In Memoriam
Samuel Ruiz, el Obispo de los Pobres

(1924-2011)
Mohamed Bouazizi dijo basta. No solamente ante el gobierno de Túnez, sino ante todo un sistema de cosas que al parecer, y sólo al parecer, eran inamovibles. A sus 26 años se le cerraron los caminos, no le abrieron ninguna puerta. Pero fue el único en sacudir no sólo la conciencia de su pueblo, sino del mundo entero.
Trabajó toda su vida como vendedor de verduras, quiso estudiar, ayudó siempre a su familia, como a muchos en su condición fue vilipendiado una y otra vez por la despótica policía de Sidi Bouzid, pequeña comunidad rural en medio de la nada. Quiso reclamar, fue ninguneado por funcionarios de un gobierno corrupto que acaparó todo el poder durante 23 años en manos de Zine el Abidine Ben Ali, su esposa Leila y la familia de esta mujer, el odiado clan Trabulsi, ahora parias planetarios porque nadie los quiere asilar.
Como los 11 millones de tunecinos, el joven autodidacta en informática, inglés y francés era prácticamente nadie frente a esa absurda “monarquía republicana”, que dominaba todos los sectores de la economía y del gobierno. Y querían más.
Sin opciones, y para protestar, Bouazizi decidió autoinmolarse el 17 de diciembre pasado, muriendo tras una larga y dolorosa agonía el 4 de enero de este año.
Sólo así su país abrió los ojos, la indignación desató una revuelta que obligó a Ben Ali y los suyos a abandonar el país, las calles siguen tomadas, la gente quiere que se vayan todos los corruptos del régimen, desea purificar su actual historia y ya no cree en nadie.
Algo similar está ocurriendo en Egipto contra el gobierno de Hosni Mubarak, que dura ya 30 años. En Bélgica también han hecho lo mismo sus habitantes para corregir el sistema político de esa nación europea (a través de una movilización el domingo 24 de enero, denominada Marcha de la Vergüenza), al igual que los albaneses exigen restaurar el estado de derecho, mientras que los tailandeses claman por el regreso de su líder Thaksin Shinawatra, derrocado tras un golpe de Estado en 2006.
Si se mira bien –y ahora sobre todo a través de la lupa de la crisis mundial–, la mayoría de los países se encuentra en la misma situación, desde el más poderoso hasta el más vulnerable, desde el más democrático hasta el más dictatorial. Es infalible: hay quienes lo tienen todo y quienes prácticamente nada poseen.

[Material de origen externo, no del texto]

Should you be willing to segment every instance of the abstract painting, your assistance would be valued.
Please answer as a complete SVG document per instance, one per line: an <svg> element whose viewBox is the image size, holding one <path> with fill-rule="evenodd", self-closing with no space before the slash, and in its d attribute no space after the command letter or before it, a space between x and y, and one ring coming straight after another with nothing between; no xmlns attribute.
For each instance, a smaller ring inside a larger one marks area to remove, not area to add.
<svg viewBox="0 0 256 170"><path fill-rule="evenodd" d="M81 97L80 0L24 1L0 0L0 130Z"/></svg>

En la actualidad, tener trabajo no es suficiente más que para sobrevivir, y no tenerlo es poco menos que el último escalón de la derrota, sobre todo en la que aún es considerada la “nación más poderosa” del planeta, Estados Unidos, a la que, aun así, hordas de latinoamericanos y asiáticos llegan todos los días, ya sea vulnerando la frontera o con un pasaporte y visa, pero con un objetivo en mente: quedarse y empezar de nuevo lo que fue imposible en sus países de origen.
¿Es eso el resultado de la civilización en esta etapa de su historia? ¿No hace falta ya un golpe de timón al ámbito de las ideas para reorientar el rumbo mundial evitando tanta barbarie económica, tanta incalificable depredación financiera, tanta dilapidación de recursos humanos, tanta miseria salarial?
Quizá la insensibilidad es parte intrínseca de toda clase de poder, y por eso pareciera vitalicia la impunidad.
Bouazizi demostró que no.
Su sacrificio por todos aquellos que se encuentran en la misma desesperada situación en todo el planeta no debe ser en vano. Túnez y el resto del mundo lo empiezan a considerar el héroe de esta que se vislumbra como la nueva transformación internacional.